Description
A comforting homemade egg drop soup that is keto and gluten-free, featuring rich flavors and silky egg ribbons.
Ingredients
- 32 oz chicken broth or chicken bone broth (4 cups)
- 2 large eggs
- 1 tablespoon tamari or coconut aminos
- 3 teaspoons grated fresh ginger
- 1/2 teaspoon sesame oil
- 1/2 teaspoon garlic salt
- 2 green onions (sliced)
- Salt and pepper to taste
- Optional: Red pepper flakes or sriracha sauce for heat
Instructions
- Pour the chicken broth into a medium pot.
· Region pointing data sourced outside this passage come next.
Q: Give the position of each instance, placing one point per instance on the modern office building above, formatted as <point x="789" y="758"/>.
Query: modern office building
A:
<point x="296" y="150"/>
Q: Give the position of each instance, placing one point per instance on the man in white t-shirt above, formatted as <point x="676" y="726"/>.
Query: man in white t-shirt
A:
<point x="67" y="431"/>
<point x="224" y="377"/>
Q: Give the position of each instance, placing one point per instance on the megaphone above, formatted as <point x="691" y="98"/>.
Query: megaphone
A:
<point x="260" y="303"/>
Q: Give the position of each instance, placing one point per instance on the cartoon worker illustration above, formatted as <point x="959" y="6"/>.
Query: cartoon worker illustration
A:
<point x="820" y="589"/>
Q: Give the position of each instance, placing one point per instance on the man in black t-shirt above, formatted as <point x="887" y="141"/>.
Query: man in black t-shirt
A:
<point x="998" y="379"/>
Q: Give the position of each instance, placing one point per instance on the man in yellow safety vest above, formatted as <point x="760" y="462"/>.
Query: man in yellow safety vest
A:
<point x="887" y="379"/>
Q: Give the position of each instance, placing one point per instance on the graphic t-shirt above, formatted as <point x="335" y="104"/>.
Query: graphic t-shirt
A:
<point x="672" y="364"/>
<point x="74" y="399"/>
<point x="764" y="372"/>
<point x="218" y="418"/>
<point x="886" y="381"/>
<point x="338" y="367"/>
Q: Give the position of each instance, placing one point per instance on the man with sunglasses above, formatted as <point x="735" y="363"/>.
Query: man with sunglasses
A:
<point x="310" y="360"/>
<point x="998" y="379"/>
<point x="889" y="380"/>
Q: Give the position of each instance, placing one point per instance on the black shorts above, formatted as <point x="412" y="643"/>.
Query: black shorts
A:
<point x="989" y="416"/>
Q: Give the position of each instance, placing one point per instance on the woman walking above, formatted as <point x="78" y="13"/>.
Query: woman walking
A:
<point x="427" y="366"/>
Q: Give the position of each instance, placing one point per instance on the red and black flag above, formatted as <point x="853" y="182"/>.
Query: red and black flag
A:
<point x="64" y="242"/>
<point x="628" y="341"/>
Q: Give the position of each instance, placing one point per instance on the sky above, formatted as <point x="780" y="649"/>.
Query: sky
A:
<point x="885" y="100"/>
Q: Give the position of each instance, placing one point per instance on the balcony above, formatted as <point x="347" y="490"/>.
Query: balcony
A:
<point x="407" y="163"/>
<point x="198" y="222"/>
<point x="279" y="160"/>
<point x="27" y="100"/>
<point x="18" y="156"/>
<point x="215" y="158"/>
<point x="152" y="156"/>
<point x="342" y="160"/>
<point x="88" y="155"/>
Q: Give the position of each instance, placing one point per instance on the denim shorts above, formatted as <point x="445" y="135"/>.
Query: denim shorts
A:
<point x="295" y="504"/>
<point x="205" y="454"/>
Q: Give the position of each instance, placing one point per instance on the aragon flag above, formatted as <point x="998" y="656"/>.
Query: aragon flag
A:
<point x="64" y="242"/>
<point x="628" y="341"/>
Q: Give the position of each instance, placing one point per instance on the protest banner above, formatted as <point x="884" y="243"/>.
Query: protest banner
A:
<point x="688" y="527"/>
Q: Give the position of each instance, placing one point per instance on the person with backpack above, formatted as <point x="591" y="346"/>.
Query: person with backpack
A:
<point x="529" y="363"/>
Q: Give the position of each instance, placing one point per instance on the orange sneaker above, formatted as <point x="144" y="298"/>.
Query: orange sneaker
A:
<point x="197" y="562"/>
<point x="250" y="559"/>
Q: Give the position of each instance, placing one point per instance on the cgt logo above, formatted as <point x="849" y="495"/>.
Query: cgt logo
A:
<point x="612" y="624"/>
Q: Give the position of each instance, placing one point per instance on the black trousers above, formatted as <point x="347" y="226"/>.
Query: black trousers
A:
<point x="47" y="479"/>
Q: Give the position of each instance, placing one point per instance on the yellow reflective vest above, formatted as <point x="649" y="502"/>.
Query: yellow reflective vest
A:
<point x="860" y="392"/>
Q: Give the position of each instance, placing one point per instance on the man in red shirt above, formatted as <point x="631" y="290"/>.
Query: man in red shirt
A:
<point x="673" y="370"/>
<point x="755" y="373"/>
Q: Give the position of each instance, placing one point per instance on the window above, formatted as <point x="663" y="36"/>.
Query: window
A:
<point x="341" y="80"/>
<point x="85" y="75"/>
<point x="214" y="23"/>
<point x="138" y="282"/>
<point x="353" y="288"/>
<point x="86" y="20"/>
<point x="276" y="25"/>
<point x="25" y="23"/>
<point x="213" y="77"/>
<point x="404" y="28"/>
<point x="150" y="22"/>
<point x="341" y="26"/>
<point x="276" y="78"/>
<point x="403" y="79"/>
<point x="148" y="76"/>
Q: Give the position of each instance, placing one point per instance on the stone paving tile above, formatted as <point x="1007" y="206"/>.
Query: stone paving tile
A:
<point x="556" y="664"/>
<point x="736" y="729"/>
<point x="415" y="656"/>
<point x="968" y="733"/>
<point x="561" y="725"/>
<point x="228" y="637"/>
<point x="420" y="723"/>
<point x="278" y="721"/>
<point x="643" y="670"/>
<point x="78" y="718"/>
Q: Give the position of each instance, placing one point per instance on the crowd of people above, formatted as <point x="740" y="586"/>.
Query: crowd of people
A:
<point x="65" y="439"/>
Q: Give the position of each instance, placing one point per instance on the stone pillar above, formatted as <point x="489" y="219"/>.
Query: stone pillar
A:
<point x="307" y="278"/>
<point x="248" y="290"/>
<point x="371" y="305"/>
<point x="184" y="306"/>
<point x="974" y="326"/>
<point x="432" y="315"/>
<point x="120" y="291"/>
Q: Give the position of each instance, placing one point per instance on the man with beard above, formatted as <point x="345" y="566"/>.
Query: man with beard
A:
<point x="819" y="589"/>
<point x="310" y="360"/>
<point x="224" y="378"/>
- Add the tamari sauce, grated ginger, sesame oil, and garlic salt.
- Turn the heat to medium-high, allowing the broth to begin boiling.
- Once you see those bubbles, lower the heat to a simmer.
- In a small bowl, beat the eggs until well combined.
- As you stir the broth mixture continuously, slowly pour in the beaten eggs, mixing in one direction.
- After incorporating the eggs, add the sliced green onion.
- Season the soup with salt and pepper according to your taste.
- Serve the soup in individual bowls while it’s hot.
- Enjoy each soothing spoonful!
Notes
For added heat, consider sprinkling red pepper flakes or a drizzle of sriracha on top before serving.